Nothing New about Homegrown Terrorism

by Joshua L. Dratel

Hey, media! Basta on the incessant claims that “homegrown terrorism” is some “new” “phenomenon” in the U.S.   For those who are Spanish-challenged, “basta” means “enough!”   I recognize that in this nano-news cycle culture there is a tendency to sensationalize every event or development in order to attract the attention of an otherwise easily distracted audience that tires of the same old story within 20 minutes.   A recent installment of this hype comes from ABC News and its direful headline last Thursday, “American-Bred Terrorists Causing Alarm for Law Enforcement.”   Next I expect the startling story headlined, “Watch Out for Cigarettes: They May Be Unhealthy!”

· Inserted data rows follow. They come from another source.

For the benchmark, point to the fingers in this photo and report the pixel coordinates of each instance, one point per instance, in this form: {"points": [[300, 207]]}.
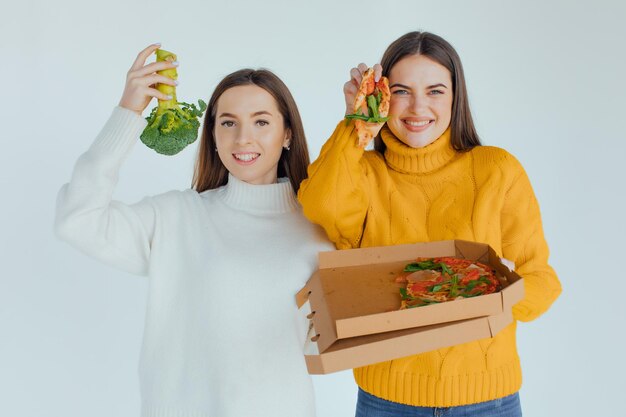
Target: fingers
{"points": [[143, 55], [153, 92], [378, 72], [356, 76], [350, 87], [151, 68], [158, 79]]}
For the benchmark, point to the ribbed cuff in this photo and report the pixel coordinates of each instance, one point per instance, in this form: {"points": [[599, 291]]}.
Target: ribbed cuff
{"points": [[120, 132]]}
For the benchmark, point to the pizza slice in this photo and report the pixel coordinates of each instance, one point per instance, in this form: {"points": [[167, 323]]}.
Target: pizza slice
{"points": [[371, 107], [436, 280]]}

Using “new” as a distinguishing adjective simply to garner attention is an advertising gimmick, not a journalistic technique.   Regarding “phenomenon,” I of course cannot vouch for how it is used in the media, but I’ll assume for current purposes that the chosen meaning is “something that is impressive or extraordinary,” rather than the more mundane “fact, occurrence, or circumstance observed or observable.”

And there is absolutely nothing either “new” or “extraordinary” about U.S. citizens – including those who were born in the U.S. and who converted to Islam, and including those whose backgrounds growing up were without any connection to the Middle East, or even hummus, for that matter – joining the ranks of jihadists both overseas and in the U.S. itself. Nor is there anything new about them making and maintaining contact with terrorist groups overseas.  In fact, the tradition predates 9/11 by quite some time.

For example, the prosecution of those charged with complicity in the first World Trade Center bombing in February 1993 included two people born in the U.S. Similarly, the subsequent prosecution of Sheikh Omar Abdel Rahman for that incident as well as a plot to attack other New York City locations included two U.S. citizens who converted to Islam – Victor Alvarez and Clement Rodney Hampton-El.

Likewise, the Embassy Bombings indictment returned in 1998 included two long-time U.S. citizens. Trial testimony included reference to Americans who had been affiliated with al Qaeda during the organization’s tenure in both Afghanistan and Sudan in the early 1990s, as well as in Pakistan.   Other U.S. citizens and people who had spent considerable time in the U.S. were also among the alleged co-conspirators and al Qaeda operatives identified in the case.

The original Virginia Paintball case provides perhaps the most illustrative example. The allegations were that, prior to 9/11, a group of Muslims practiced paintball in the Virginia and Maryland woods as training for intended jihad overseas, mainly in Kashmir and Chechnya.  For some, including Randall Royer, a U.S. military veteran and St. Louis native who converted to Islam after his service in Desert Storm (as did his co-defendant, Seifullah Chapman), their activism overseas dated back to Bosnia in the early 1990s.  That case also included American converts to Islam and U.S. citizens from Pakistan, Korea, and Jordan.

Among the motivational sources for the group was Ali al-Timimi, a cleric and U.S. citizen (who was prosecuted separately in 2005).   Some of the men had traveled overseas prior to 9/11 to train with Lashkar-e-Taiba, a Pakistani group focused on Kashmir and operating in concert with Pakistani military and intelligence elements (and later responsible for the 2008 Mumbai attack), while others were impelled by 9/11 to make the journey.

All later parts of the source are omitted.